Daniel Dyulgerov

Personal information
- Date of birth: 19 September 1988 (age 37)
- Place of birth: Petrich, Bulgaria
- Height: 1.83 m (6 ft 0 in)
- Position: Midfielder

Team information
- Current team: Septemvri Simitli

Youth career
- Belasitsa Petrich

Senior career*
- Years: Team / Apps / (Gls)
- 2006–2009: Belasitsa Petrich / 45 / (1)
- 2009–2011: Septemvri Simitli / 13 / (1)
- 2012: Chernomorets Pomorie / 8 / (0)
- 2013–: Septemvri Simitli / 11 / (1)

International career
- 2007–2009: Bulgaria U21 / ? / (?)

= Daniel Dyulgerov =

Bulgarian footballer

Daniel Dyulgerov (Даниел Дюлгеров; born 19 September 1988 in Petrich) is a Bulgarian footballer. He currently plays as a forward for Septemvri Simitli.

==Career==
Born in Petrich Daniel Dyulgerov started to play football in local team Belasitsa.

===2006===
In 2006 the Youth Academy defender Daniel Dyulgerov agreed the conditions of his first professional contract with the club which was to be effective for four years.

===2007===
Dyulgerov has made his official debut for Belasitsa in Bulgarian first division in a match against Chernomorets Burgas on 12 August 2007 as a 61st-minute substitute. The result of the match was a 1:6 loss for the team from Petrich.
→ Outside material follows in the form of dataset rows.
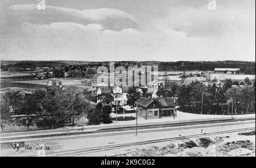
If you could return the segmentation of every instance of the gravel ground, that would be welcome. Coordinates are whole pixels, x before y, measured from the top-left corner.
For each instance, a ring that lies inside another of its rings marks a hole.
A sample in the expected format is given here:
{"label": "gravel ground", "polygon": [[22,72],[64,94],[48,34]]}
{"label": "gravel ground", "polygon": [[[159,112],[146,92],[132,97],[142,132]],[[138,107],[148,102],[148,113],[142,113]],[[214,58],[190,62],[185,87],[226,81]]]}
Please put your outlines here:
{"label": "gravel ground", "polygon": [[218,157],[255,156],[253,132],[229,134],[225,137],[206,137],[136,148],[115,156]]}

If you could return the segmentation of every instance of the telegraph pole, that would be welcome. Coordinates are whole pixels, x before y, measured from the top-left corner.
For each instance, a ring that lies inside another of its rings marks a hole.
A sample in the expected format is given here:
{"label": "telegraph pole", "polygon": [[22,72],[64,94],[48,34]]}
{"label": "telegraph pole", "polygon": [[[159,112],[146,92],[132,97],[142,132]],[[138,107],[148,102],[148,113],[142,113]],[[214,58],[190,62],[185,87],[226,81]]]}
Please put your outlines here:
{"label": "telegraph pole", "polygon": [[117,123],[117,101],[115,102],[115,113],[116,113],[115,122]]}
{"label": "telegraph pole", "polygon": [[136,136],[138,135],[138,111],[136,110]]}
{"label": "telegraph pole", "polygon": [[204,93],[202,93],[202,105],[201,106],[201,114],[203,114],[203,102],[204,100]]}
{"label": "telegraph pole", "polygon": [[231,111],[231,118],[233,119],[233,98],[232,98],[232,110]]}

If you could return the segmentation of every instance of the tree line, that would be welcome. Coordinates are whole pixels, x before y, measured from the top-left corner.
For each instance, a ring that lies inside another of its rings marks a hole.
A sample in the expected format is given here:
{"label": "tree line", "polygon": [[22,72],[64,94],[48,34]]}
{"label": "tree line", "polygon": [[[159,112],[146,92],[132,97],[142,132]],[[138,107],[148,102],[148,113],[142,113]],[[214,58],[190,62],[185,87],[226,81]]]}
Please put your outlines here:
{"label": "tree line", "polygon": [[[9,91],[1,99],[2,130],[6,124],[29,127],[55,128],[74,124],[75,119],[86,116],[95,109],[94,103],[86,99],[83,92],[75,87],[65,90],[39,89],[32,94]],[[10,107],[17,115],[11,117]]]}

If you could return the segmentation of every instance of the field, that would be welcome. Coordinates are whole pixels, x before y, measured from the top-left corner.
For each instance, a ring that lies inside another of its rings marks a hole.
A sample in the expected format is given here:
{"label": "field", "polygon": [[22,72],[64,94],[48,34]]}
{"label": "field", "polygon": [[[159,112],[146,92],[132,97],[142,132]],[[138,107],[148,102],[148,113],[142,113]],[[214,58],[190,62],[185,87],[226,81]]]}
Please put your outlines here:
{"label": "field", "polygon": [[251,81],[255,79],[254,75],[246,74],[229,74],[222,73],[213,73],[209,74],[210,79],[213,80],[216,78],[218,80],[225,80],[225,79],[231,79],[233,81],[243,81],[245,78],[249,78]]}

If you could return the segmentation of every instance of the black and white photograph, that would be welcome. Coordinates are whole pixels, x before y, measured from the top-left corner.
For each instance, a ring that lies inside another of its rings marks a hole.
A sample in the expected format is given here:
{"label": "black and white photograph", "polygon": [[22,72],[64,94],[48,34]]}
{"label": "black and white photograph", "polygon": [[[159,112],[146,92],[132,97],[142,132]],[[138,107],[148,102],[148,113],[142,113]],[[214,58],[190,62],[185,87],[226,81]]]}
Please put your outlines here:
{"label": "black and white photograph", "polygon": [[254,0],[0,0],[0,156],[255,157],[255,56]]}

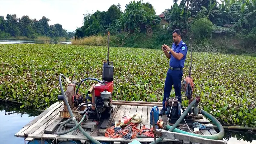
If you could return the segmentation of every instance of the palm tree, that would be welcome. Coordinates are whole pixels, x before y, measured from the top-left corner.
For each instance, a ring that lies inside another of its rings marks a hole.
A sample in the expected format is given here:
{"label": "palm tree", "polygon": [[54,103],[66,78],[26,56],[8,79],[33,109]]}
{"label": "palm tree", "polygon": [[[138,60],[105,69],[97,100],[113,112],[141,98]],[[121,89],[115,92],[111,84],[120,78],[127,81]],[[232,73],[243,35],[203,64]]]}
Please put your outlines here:
{"label": "palm tree", "polygon": [[182,37],[186,35],[189,26],[188,20],[191,16],[190,12],[187,11],[184,5],[181,3],[179,6],[177,3],[168,11],[164,19],[169,21],[169,27],[172,29],[180,29]]}
{"label": "palm tree", "polygon": [[238,28],[242,28],[244,24],[249,24],[248,18],[248,17],[254,13],[254,12],[249,12],[248,7],[246,5],[246,3],[242,4],[242,2],[240,2],[240,7],[236,8],[236,11],[235,13],[233,14],[237,16],[239,19],[237,21],[232,22],[232,23]]}
{"label": "palm tree", "polygon": [[130,32],[134,31],[136,28],[140,26],[140,20],[141,20],[145,12],[143,9],[141,1],[137,2],[131,1],[125,6],[126,9],[124,11],[127,18],[127,27]]}
{"label": "palm tree", "polygon": [[210,15],[211,15],[212,17],[214,17],[214,14],[215,14],[217,12],[220,12],[220,11],[218,10],[214,9],[214,7],[216,5],[216,3],[215,2],[212,4],[212,0],[211,0],[210,3],[208,4],[208,8],[206,8],[204,6],[201,7],[207,12],[207,14],[206,17],[207,19],[209,18],[209,16]]}

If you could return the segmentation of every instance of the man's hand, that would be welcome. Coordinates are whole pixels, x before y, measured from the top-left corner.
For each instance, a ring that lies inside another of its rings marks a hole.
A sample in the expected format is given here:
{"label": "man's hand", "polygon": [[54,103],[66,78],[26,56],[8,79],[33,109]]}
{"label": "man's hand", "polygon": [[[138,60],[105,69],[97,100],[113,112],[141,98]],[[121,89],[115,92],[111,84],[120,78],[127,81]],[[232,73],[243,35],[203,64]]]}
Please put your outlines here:
{"label": "man's hand", "polygon": [[168,59],[170,59],[171,58],[171,55],[167,51],[167,48],[166,46],[166,45],[163,45],[162,46],[162,50],[164,52],[164,54],[165,55],[166,57]]}
{"label": "man's hand", "polygon": [[168,46],[168,45],[165,45],[165,44],[164,44],[164,45],[163,45],[162,46],[163,47],[164,47],[165,48],[165,49],[167,50],[168,51],[171,51],[171,48],[170,48],[170,47],[169,47],[169,46]]}
{"label": "man's hand", "polygon": [[162,45],[162,50],[164,52],[167,52],[167,49],[166,49],[166,48],[164,47],[164,45]]}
During season 2007/2008 Daniel played in 21 matches for Belasitsa.

In October 2007 the Bulgarian national under-21 coach Aleksandar Stankov called up Dyulgerov for Bulgaria national under-21 football team for a match with Portugal U21. The result of the match was a 1:0 win for Bulgaria, but Daniel didn't play.